There are many things that can go medically wrong in the body due to living a sedentary lifestyle, but one exercise-related injury that is common in people of all ages is shin splints. This leg condition is common among people who are moderately and heavily engaged in physical activity, and it can be intense enough to prevent a person from playing sports. Here is some information about shin splints and how you can ease and treat the pain naturally.
Causes of Shin Splints
Shin splints result when physical force causes the muscles to swell up and press against the shin bone and the tissues that attach bones and muscles here. The condition is considered to be a cumulative stress disorder because it usually occurs after repeated stress on the shins, rather than just from one traumatic incident. However, in rarer cases, a bone fracture that involves tiny cracks in the bones can cause shin splints as well.
Symptoms of Shin Splints
Many people who experience shin splints describe the pain as dull and aching in the front of the lower leg region. This pain may occur on either or both sides of the shin bone, and it usually gets worse with exercise. You may notice swelling, tenderness, and soreness in the shin area and perhaps numbness in the feet when the pain is flaring up.
Risk Factors for Shin Splints
Although shin splints can occur at any age, people who engage in high-impact sports that require a lot of stopping and starting, such as tennis and basketball, are at the highest risk of developing them. You are more susceptible to shin splints if you wear unsupportive shoes while working out or if you work out on terrain that is especially hard (like concrete), uneven, or slanted. People who have flat feet or who are generally inflexible in the legs are more likely to develop shin splints as well.

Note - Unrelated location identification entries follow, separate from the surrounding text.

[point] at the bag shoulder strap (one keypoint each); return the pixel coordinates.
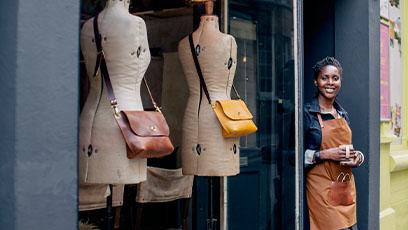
(101, 64)
(198, 68)
(200, 73)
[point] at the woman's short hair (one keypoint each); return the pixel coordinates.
(317, 68)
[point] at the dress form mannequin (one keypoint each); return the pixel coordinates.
(205, 152)
(103, 157)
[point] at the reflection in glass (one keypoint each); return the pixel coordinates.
(262, 196)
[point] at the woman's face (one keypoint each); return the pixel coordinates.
(328, 82)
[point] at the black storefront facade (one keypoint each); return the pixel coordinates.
(278, 42)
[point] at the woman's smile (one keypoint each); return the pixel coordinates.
(328, 82)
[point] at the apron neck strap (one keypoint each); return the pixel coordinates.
(320, 120)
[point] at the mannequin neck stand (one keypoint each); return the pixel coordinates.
(209, 23)
(117, 4)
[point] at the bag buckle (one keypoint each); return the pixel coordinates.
(114, 104)
(156, 107)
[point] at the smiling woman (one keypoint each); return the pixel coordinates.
(329, 155)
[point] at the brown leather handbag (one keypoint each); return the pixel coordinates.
(340, 190)
(146, 132)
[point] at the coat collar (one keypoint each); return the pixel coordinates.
(314, 107)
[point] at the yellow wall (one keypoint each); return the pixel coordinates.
(394, 157)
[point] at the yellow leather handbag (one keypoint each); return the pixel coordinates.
(234, 116)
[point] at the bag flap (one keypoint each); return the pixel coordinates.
(235, 109)
(147, 123)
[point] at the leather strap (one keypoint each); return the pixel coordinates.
(200, 73)
(101, 65)
(198, 68)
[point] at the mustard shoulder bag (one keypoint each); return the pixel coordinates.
(234, 116)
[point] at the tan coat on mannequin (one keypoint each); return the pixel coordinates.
(205, 152)
(103, 157)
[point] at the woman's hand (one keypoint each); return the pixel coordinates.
(336, 154)
(356, 161)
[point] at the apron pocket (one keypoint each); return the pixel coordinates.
(340, 192)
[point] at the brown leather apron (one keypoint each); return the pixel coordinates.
(330, 187)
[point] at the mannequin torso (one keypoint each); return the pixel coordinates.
(102, 148)
(205, 151)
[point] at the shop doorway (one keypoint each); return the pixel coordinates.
(262, 196)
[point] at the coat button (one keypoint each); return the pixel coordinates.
(90, 150)
(198, 149)
(229, 63)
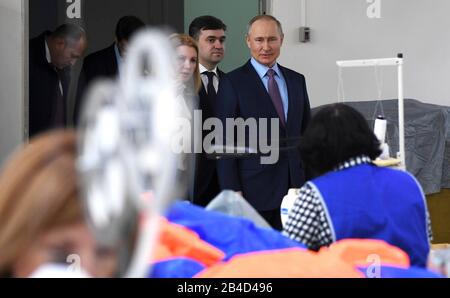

Natural Treatments for Shin Splints
After being diagnosed with shin splints, there are many home remedies that you can try to make your legs feel better and to get active again. Physicians typically recommend taking at least a week or two to rest from strenuous physical activity to allow the legs to recover on their own. It also helps to keep the legs elevated, apply ice packs to the sites of pain, and to wear elastic compression bandages on the legs.
It may help to massage the shins with your hands or a foam roller and to stick to an anti-inflammatory diet packed with broccoli, herbal tea, berries, spinach, and fish. Try placing supportive shoe inserts or custom-made orthotics into your shoes to achieve an optimal arch position for your feet.
However, it’s important not to rush back into your favorite sport because different people heal at different rates. With shin splints, this recovery time is often several months long. Fortunately, many people with shin splints can still stay active with lower-impact activities, such as cycling and swimming. As a preventative measure, it’s a good idea to incorporate strength training into your regular workout routine in order to strengthen the hips, legs, and ankles so that they are better prepared for high-impact sports and more resistant to shin splint pain.